The x86 architecture is ageing, but rather than looking for re-invention, it only saw incremental extensions (especially for operating system instructions and SIMD) over the last decade or so. Before getting to the i7 core, we saw a long series of evolutions—not revolutions. It all started with the 8086 (and its somewhat weaker sibling, the 8088), which was first conceived as an evolutionary extension to the 8085, which was itself binary compatible with the 8080. The Intel 8080’s lineage brings us to the 8008, a 8 bits of data, 14 bits of address micro-processor.
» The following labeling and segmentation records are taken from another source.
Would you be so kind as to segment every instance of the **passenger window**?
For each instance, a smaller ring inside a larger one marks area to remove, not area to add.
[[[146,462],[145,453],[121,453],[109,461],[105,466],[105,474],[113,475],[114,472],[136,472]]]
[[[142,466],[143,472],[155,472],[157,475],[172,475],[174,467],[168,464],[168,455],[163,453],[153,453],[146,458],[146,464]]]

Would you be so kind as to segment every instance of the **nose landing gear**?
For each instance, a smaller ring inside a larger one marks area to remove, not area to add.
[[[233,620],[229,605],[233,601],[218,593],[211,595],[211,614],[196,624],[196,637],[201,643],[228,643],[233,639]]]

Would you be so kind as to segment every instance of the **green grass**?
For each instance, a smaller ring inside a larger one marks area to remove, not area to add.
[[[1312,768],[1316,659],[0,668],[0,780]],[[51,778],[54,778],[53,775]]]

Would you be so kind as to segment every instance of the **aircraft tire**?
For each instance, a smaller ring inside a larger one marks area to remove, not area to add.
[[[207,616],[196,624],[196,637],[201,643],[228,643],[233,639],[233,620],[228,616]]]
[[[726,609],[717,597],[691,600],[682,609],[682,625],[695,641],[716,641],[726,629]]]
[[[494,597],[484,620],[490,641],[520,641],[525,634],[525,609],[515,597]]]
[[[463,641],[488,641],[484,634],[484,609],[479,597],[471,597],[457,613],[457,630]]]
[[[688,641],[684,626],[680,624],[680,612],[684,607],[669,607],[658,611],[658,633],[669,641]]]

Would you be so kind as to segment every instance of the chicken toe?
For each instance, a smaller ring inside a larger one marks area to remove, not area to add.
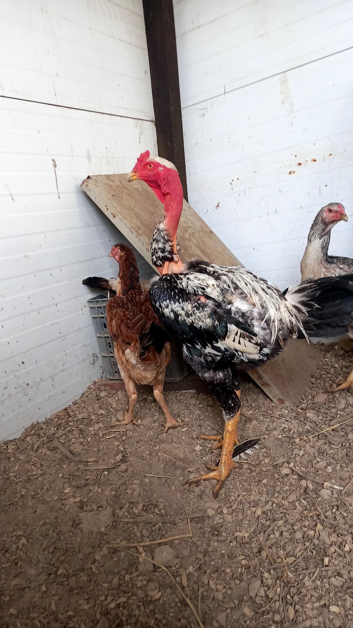
[[[198,475],[197,477],[191,478],[185,484],[188,484],[190,486],[195,482],[200,482],[201,480],[217,480],[217,484],[213,490],[214,497],[217,497],[231,472],[237,467],[237,465],[235,462],[233,462],[232,457],[233,455],[234,443],[239,443],[237,435],[237,425],[239,416],[240,409],[238,410],[235,416],[229,421],[227,421],[225,423],[220,458],[217,466],[214,467],[212,465],[212,467],[209,467],[209,468],[212,468],[212,470],[209,473],[205,474],[204,475]]]

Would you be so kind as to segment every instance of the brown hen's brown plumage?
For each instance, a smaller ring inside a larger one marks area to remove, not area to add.
[[[107,303],[107,323],[115,357],[126,392],[129,412],[123,423],[133,421],[137,400],[136,384],[153,387],[153,394],[166,417],[166,430],[180,425],[169,413],[163,396],[165,370],[170,360],[170,341],[143,292],[135,256],[124,244],[113,246],[111,256],[119,263],[121,296]]]

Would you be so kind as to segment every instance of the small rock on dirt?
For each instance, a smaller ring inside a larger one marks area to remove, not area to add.
[[[176,558],[176,552],[170,545],[161,545],[155,551],[155,561],[165,567],[171,566]]]
[[[81,512],[80,519],[84,532],[97,532],[105,529],[114,522],[113,511],[111,508],[92,512]]]
[[[109,628],[109,622],[105,617],[100,617],[100,619],[97,624],[97,628]]]
[[[259,590],[259,587],[261,583],[261,579],[260,576],[256,576],[256,578],[252,578],[249,583],[249,595],[250,597],[256,597]]]
[[[226,614],[225,611],[224,611],[223,613],[219,613],[219,614],[217,616],[217,620],[218,623],[219,624],[220,626],[227,625],[227,623],[226,623],[227,622],[227,614]]]

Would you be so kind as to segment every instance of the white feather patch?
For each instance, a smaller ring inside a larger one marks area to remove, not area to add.
[[[228,325],[228,333],[223,342],[229,349],[249,355],[258,354],[260,351],[258,339],[234,325]]]
[[[160,163],[162,166],[165,166],[166,168],[171,168],[172,170],[176,170],[176,168],[171,161],[168,161],[168,160],[165,159],[164,157],[150,157],[149,161],[156,161],[157,163]]]

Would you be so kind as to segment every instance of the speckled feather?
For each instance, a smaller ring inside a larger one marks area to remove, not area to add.
[[[183,273],[161,278],[150,295],[159,318],[181,337],[185,358],[198,372],[263,364],[290,336],[346,328],[352,318],[352,279],[308,281],[281,293],[241,267],[193,261]]]
[[[176,242],[176,250],[179,245]],[[166,262],[177,262],[178,256],[173,252],[173,242],[170,240],[165,226],[164,220],[157,225],[149,243],[149,254],[152,264],[156,268],[160,268]]]

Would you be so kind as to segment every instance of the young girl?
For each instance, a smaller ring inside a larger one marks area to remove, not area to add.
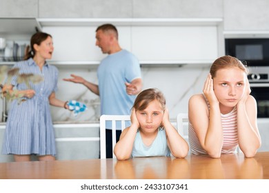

Fortunately, the 8008 isn’t a double 4004. The successors of the 8086 include (but the list surely isn’t exhaustive) the 80186, the 80286, the 80386, first in the series to include decent memory protection for multitasking, then the long series of 486, various models of Pentium, Core 2 and i7.
So, just like you can trace the human lineage to apes, then to monkeys, and eventually to rodent-like mammals, the x86 has a long history and is still far from being perfect, and its basic weakness, in my opinion, is that it still use the 1974 8080 accumulator-based instruction set architecture. And despite a number of very smart architectural improvements (out of order execution, branch prediction, SIMD), it still suffers from the same problems the 8085 did: the instruction set is not orthogonal, it contains many obsolete complex instructions that aren’t used all that much anymore (such as the BCD helpers), and that everything has to be backwards compatible, meaning that every new generation still is more of the same, only (mostly) faster.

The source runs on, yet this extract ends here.